1
votes

I am using dnbinom() for writing the log-likelihood function and then estimate parameters using mle2() {bbmle} in R.

The problem is that I got 16 warnings for my negative binomial model, all of them NaNs produced like this one:

1: In dnbinom(y, mu = mu, size = k, log = TRUE) : NaNs produced

My code:

# data
x <- c(0.35,0.45,0.90,0.05,1.00,0.50,0.45,0.25,0.15,0.40,0.26,0.37,0.43,0.34,0.00,0.11,0.00,0.00,0.00,0.41,0.14,0.80,0.60,0.23,0.17,0.31,0.30,0.00,0.23,0.33,0.30,0.00,0.00)
y <- c(1,10,0,0,67,0,9,5,0,0,0,82,36,0,32,7,7,132,14,33,0,67,11,39,41,67,9,1,44,62,111,52,0)

# log-likelihood function
negbinglmLL = function(beta,gamma,k) { 
  mu= exp(beta+gamma*x)
  -sum(dnbinom(y,mu=mu, size=k, log=TRUE))
}

# maximum likelihood estimator
model <- mle2(negbinglmLL, start=list(beta=mean(y), gamma= 0, k=mean(y)^2/(var(y)-mean(y))))

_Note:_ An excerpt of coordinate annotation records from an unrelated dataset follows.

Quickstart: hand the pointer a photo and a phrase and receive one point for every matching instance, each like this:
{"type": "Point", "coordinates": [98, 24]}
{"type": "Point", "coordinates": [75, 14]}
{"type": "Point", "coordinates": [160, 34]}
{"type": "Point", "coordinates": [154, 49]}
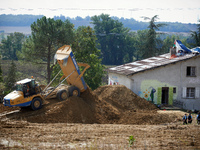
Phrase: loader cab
{"type": "Point", "coordinates": [27, 86]}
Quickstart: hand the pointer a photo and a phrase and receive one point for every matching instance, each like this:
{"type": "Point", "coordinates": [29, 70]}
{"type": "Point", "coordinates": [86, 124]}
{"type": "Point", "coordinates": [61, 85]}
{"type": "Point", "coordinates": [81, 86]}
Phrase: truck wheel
{"type": "Point", "coordinates": [74, 91]}
{"type": "Point", "coordinates": [62, 94]}
{"type": "Point", "coordinates": [36, 103]}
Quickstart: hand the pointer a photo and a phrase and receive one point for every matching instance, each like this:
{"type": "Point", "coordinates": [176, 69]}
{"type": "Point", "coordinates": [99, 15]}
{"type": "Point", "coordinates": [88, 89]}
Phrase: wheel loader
{"type": "Point", "coordinates": [28, 93]}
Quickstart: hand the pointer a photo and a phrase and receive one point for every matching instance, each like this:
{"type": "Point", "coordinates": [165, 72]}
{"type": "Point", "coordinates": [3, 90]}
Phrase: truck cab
{"type": "Point", "coordinates": [26, 93]}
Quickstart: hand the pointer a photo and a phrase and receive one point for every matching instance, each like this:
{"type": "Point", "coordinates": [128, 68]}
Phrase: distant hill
{"type": "Point", "coordinates": [27, 20]}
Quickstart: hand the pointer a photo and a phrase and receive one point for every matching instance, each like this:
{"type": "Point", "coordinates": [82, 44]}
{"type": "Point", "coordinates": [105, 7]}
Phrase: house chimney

What do these warnings mean, and if this is a serious problem how can I avoid it?

1

1 Answers

0
votes

You're not restricting the negative log-likelihood function from trying negative values of k. This probably doesn't mess up your final answer, but it's always best to avoid these kinds of warnings if you can. Two simple strategies:

  • put a lower bound on k (switching to method=L-BFGS-B)
  • fit the k parameter on the log scale, as follows:
negbinglmLL = function(beta,gamma,logk) { 
  mu= exp(beta+gamma*x)
  -sum(dnbinom(y,mu=mu, size=exp(logk), log=TRUE))
}

model <- mle2(negbinglmLL,
              start=list(beta=mean(y),
                         gamma= 0, 
                      logk=log(mean(y)^2/(var(y)-mean(y)))))

By the way, for simple problems like this you can use a formula-based shortcut as follows:

mle2(y~dnbinom(mu=exp(logmu),size=exp(logk)),
     parameters=list(logmu~x),
     start=list(logmu=0,logk=0),
     data=data.frame(x,y))

For this simple case MASS::glm.nb should also work perfectly well (but perhaps this is the simplest version of something that will get more complicated/beyond the scope of glm.nb).